Open kezhang-cs opened 1 month ago

kezhang-cs commented 1 month ago

Hi @wondervictor and team, thank you for the great work. Could you help me on a question regarding the tflite model demo/inference? I first convert the _yolo_world_v2_s_obj365v1_goldg_pretrain1280ft-fc4ff4f7.pth model to onnx with cfg_path=configs/pretrain/yolo_world_v2_s_vlpan_bn_2e-3_100e_4x8gpus_obj365v1_goldg_train_1280ft_lvis_minival.py

python deploy/export_onnx.py ${cfg_path} ${wgt_path} --opset 12 --without-bbox-decoder --without-nms

onnx_demo.py results looks okay.

Then use

onnx2tf -i ${onnx_path} -o ${tflite_path} -oiqt  -cind "images" "tflite_calibration_data_100_images_640.npy" "[[[[0.,0.,0.]]]]" "[[[[1.,1.,1.]]]]"  -onimc "scores" "bboxes" --verbosity debug

To convert to tflite. But when running tflite_demo.py, the outputs seems not enough.

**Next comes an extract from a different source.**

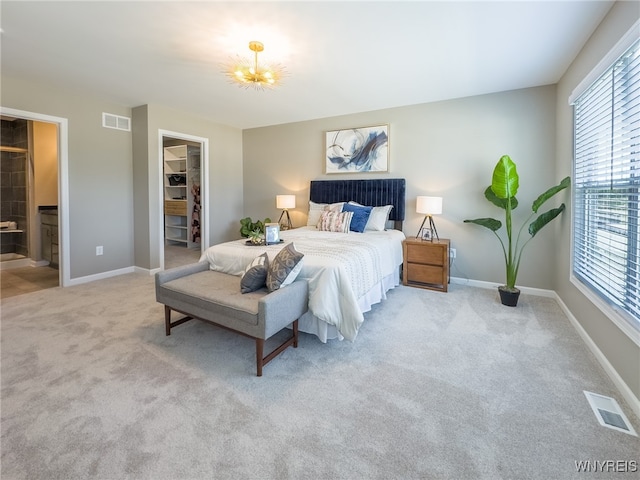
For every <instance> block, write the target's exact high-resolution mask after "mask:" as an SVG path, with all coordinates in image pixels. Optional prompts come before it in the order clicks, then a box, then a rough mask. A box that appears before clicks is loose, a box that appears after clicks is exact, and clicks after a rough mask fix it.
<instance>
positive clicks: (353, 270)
mask: <svg viewBox="0 0 640 480" xmlns="http://www.w3.org/2000/svg"><path fill="white" fill-rule="evenodd" d="M342 202H352V203H355V204H359V205H365V206H371V207H378V208H377V209H375V210H372V212H373V211H376V212H377V213H382V212H387V213H388V218H386V219H385V220H386V222H384V227H386V228H384V229H382V230H380V229H379V227H376V229H375V230H370V229H367V230H365V231H364V232H363V233H358V232H353V231H350V232H349V233H341V232H334V231H323V230H319V229H318V228H316V226H315V222H316V220H315V215H316V214H317V213H318V212H315V211H314V212H312V210H314V209H317V208H318V205H320V206H324V205H329V206H331V205H333V206H334V207H335V206H336V204H341V203H342ZM309 204H310V211H309V214H310V215H309V218H310V221H308V223H310V225H306V226H303V227H299V228H295V229H291V230H285V231H283V232H281V237H282V239H283V240H284V242H283V243H282V244H277V245H267V246H265V245H261V246H250V245H247V242H246V239H241V240H235V241H232V242H226V243H221V244H218V245H214V246H212V247H209V248H208V249H207V250H206V251H205V252H204V253H203V255H202V258H201V260H207V261H208V262H209V265H210V268H211V270H215V271H220V272H224V273H228V274H231V275H242V274H243V272H244V270H245V268H246V267H247V265H248V264H250V263H251V262H252V261H253V260H254V259H255V258H256V257H257V256H259V255H261V254H263V253H265V252H266V253H267V256H268V257H269V259H270V260H272V259H273V258H274V257H275V256H276V255H277V253H278V252H279V251H280V250H281V249H282V248H283V246H284V245H286V244H289V243H291V242H293V244H294V246H295V249H296V250H298V251H299V252H301V253H303V254H304V258H303V262H302V269H301V270H300V272H299V275H298V278H303V279H306V280H307V281H308V282H309V310H308V311H307V313H305V314H304V315H303V316H302V318H300V320H299V329H300V331H302V332H306V333H310V334H313V335H316V336H317V337H318V338H319V339H320V341H322V342H325V343H326V342H327V341H328V340H331V339H339V340H342V339H347V340H350V341H353V340H355V338H356V336H357V334H358V331H359V329H360V326H361V325H362V323H363V321H364V313H366V312H367V311H369V310H370V309H371V307H372V305H374V304H376V303H379V302H381V301H382V300H384V299H386V292H387V291H388V290H390V289H392V288H394V287H396V286H397V285H398V284H399V282H400V267H401V265H402V241H403V240H404V239H405V236H404V234H403V233H402V231H401V229H402V222H403V220H404V212H405V180H404V179H370V180H335V181H332V180H318V181H312V182H311V185H310V203H309ZM388 206H391V208H389V207H388ZM384 207H386V210H385V209H384ZM341 208H345V207H341ZM356 208H357V207H356ZM372 217H373V215H372ZM372 219H373V218H372ZM378 220H380V218H378ZM367 225H368V224H367ZM378 225H379V222H378ZM390 227H393V228H390Z"/></svg>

  File "deploy/tflite_demo.py", line 241, in main
    inference_per_sample(interpreter,
  File "deploy/tflite_demo.py", line 137, in inference_per_sample
    scores = interp.get_tensor(output_details[1]['index'])
IndexError: list index out of range

I was using the _integer_quant.tflite, and tflite_demo.py worked with the shared tflite file in the repo. Any idea if there are any issues on the steps I tried? Thank you!

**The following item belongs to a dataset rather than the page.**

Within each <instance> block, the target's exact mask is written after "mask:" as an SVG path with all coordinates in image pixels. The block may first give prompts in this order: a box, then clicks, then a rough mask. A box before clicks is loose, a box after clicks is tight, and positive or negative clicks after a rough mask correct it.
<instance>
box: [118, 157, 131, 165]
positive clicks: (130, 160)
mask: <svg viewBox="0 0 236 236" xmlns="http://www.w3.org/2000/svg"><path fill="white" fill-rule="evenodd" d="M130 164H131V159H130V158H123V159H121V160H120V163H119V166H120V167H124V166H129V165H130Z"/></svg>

kezhang-cs commented 1 month ago

After a closer check, I noticed the possible root cause here: for unknown reason, onnx2tf changed the outputs from 2 to 1. i.e. the onnx outputs has "scores", "boxes". But tflite output only has 1. Also after running onnx2tf, the "boxes" output seems removed as well on onnx file.

May I ask how did you manage to convert the onnx to tflite as in yolo_world_x_coco_zeroshot_rep_integer_quant.tflite? for yolo_world_x_coco_zeroshot_rep_integer_quant.tflite it has both scores and boxes. really looking forward to your insights, I have been working on this issue more than a week 🫠

kezhang-cs commented 1 month ago

I wanted to follow up on this question - the tflite I converted now has boxes and scores, but the boxes are quite different from onnx model and does not make sense.

Could you help provide more details on how we get yolo_world_x_coco_zeroshot_rep_integer_quant.tflite? Thanks!